Gibier de chasse : Un tableau d’excellence

Longtemps source vitale pour l’alimentation de l’homme, le gibier de chasse est, aujourd’hui, source inégalée de saveurs et de plaisirs gastronomiques par ses qualités gustatives et organoleptiques, son offre attractive et son image festive …

Avec l’extrême variété de ses espaces, sa remarquable biodiversité, la richesse de son histoire et de sa culture cynégétiques, la France offre un incomparable « tableau de chasse ». Figurant au troisième rang européen, en surface de chasse (42,7 millions d’hectares) derrière l’Espagne (50,6 millions) et la Suède (44,1 millions), elle est de loin la première par le nombre de chasseurs (1,3 million).

De nombreuses espèces

Les espèces animales, à poils et à plumes, pour lesquelles la chasse est autorisée en France, représentent 23 espèces de mammifères (23% des mammifères présents), 59 espèces d’oiseaux dont 10 sédentaires et le reste migratrices (22,10% d’espèces d’oiseaux, hors espèces occasionnelles) sur les quelque 650 espèces animales composant la faune sauvage (données IEGB/MNHN). Parmi les premiers, le grand gibier (sanglier, chevreuil, cerf, daim…), le lapin de garenne et le lièvre, sont les plus chassés.

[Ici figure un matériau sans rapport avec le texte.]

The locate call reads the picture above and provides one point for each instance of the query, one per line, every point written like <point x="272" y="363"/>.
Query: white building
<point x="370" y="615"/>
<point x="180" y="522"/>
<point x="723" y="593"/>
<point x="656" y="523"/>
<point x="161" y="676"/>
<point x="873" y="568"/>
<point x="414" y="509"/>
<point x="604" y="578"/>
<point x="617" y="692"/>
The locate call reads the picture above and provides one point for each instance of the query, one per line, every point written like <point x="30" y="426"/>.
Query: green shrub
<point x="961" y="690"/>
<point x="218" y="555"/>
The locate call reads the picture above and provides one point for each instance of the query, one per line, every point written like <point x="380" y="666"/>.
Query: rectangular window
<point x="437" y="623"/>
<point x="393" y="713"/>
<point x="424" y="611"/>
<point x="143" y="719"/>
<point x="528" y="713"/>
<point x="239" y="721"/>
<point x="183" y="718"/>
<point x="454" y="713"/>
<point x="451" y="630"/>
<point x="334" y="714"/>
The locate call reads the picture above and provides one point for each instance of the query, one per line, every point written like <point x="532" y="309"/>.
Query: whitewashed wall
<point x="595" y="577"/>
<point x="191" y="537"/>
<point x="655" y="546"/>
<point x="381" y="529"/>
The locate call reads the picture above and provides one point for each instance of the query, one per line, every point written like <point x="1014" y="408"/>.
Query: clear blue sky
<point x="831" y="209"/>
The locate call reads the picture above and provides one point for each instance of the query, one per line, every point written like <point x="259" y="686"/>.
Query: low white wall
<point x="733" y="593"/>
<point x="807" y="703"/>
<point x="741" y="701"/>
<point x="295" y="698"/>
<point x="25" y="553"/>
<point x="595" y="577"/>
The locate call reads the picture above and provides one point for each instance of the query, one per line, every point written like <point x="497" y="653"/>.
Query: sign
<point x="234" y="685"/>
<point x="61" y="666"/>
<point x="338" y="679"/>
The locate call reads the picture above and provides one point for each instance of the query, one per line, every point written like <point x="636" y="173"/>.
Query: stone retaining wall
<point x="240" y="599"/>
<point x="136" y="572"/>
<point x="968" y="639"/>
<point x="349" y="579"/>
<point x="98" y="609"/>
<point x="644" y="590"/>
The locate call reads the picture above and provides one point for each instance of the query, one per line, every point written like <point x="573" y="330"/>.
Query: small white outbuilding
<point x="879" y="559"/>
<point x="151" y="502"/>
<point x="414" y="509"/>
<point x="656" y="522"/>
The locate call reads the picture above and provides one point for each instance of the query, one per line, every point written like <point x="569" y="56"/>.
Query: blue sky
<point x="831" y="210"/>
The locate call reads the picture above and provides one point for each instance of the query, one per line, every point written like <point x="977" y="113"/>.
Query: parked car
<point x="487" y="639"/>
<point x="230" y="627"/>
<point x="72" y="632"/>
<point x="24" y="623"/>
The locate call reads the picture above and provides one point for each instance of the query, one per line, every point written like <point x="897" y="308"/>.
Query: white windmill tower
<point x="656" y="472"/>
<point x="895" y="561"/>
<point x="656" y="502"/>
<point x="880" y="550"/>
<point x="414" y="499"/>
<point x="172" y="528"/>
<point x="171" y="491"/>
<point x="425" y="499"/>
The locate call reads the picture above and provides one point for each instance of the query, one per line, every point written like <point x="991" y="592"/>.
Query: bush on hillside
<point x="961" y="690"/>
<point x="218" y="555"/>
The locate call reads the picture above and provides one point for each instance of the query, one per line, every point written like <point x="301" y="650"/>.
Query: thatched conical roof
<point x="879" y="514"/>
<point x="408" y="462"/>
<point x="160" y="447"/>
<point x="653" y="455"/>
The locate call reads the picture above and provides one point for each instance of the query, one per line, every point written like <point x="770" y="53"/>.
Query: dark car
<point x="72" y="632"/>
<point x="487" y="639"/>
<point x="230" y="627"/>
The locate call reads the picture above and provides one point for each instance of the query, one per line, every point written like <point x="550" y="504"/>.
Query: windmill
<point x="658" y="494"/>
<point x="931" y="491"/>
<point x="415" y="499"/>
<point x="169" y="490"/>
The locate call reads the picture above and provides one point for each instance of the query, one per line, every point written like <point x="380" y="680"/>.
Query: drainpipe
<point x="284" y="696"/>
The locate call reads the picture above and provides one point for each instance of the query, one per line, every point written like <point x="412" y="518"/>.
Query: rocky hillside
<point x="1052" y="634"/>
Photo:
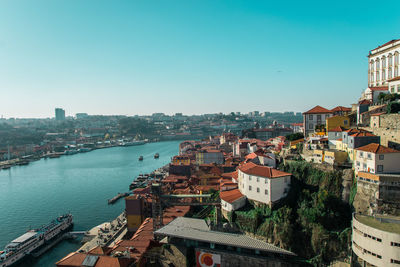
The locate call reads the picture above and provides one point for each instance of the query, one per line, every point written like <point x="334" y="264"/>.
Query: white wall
<point x="270" y="190"/>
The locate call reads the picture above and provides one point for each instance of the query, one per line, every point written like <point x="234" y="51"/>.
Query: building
<point x="231" y="200"/>
<point x="376" y="240"/>
<point x="340" y="110"/>
<point x="384" y="63"/>
<point x="209" y="156"/>
<point x="315" y="117"/>
<point x="394" y="85"/>
<point x="262" y="183"/>
<point x="337" y="121"/>
<point x="375" y="158"/>
<point x="60" y="114"/>
<point x="192" y="242"/>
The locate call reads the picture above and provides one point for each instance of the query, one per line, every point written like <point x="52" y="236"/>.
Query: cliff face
<point x="314" y="219"/>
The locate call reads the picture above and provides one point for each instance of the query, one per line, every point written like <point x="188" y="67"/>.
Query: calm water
<point x="33" y="195"/>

Chez les seconds, ce sont le faisan commun et vénéré, les perdrix grise et rouge, les oiseaux de passage (pigeons, grives, bécasses, cailles, tourterelles, alouette des champs, étourneau…), le gibier d’eau (oies, canards de surface dont le colvert, les sarcelles, le pilet, le chipeau, le souchet… les canards plongeurs dont les macreuses, les fuligules, le garrot, les nettes… et les autres oiseaux d’eau : bécassines, chevaliers, barges, poules d’eau, foulques…).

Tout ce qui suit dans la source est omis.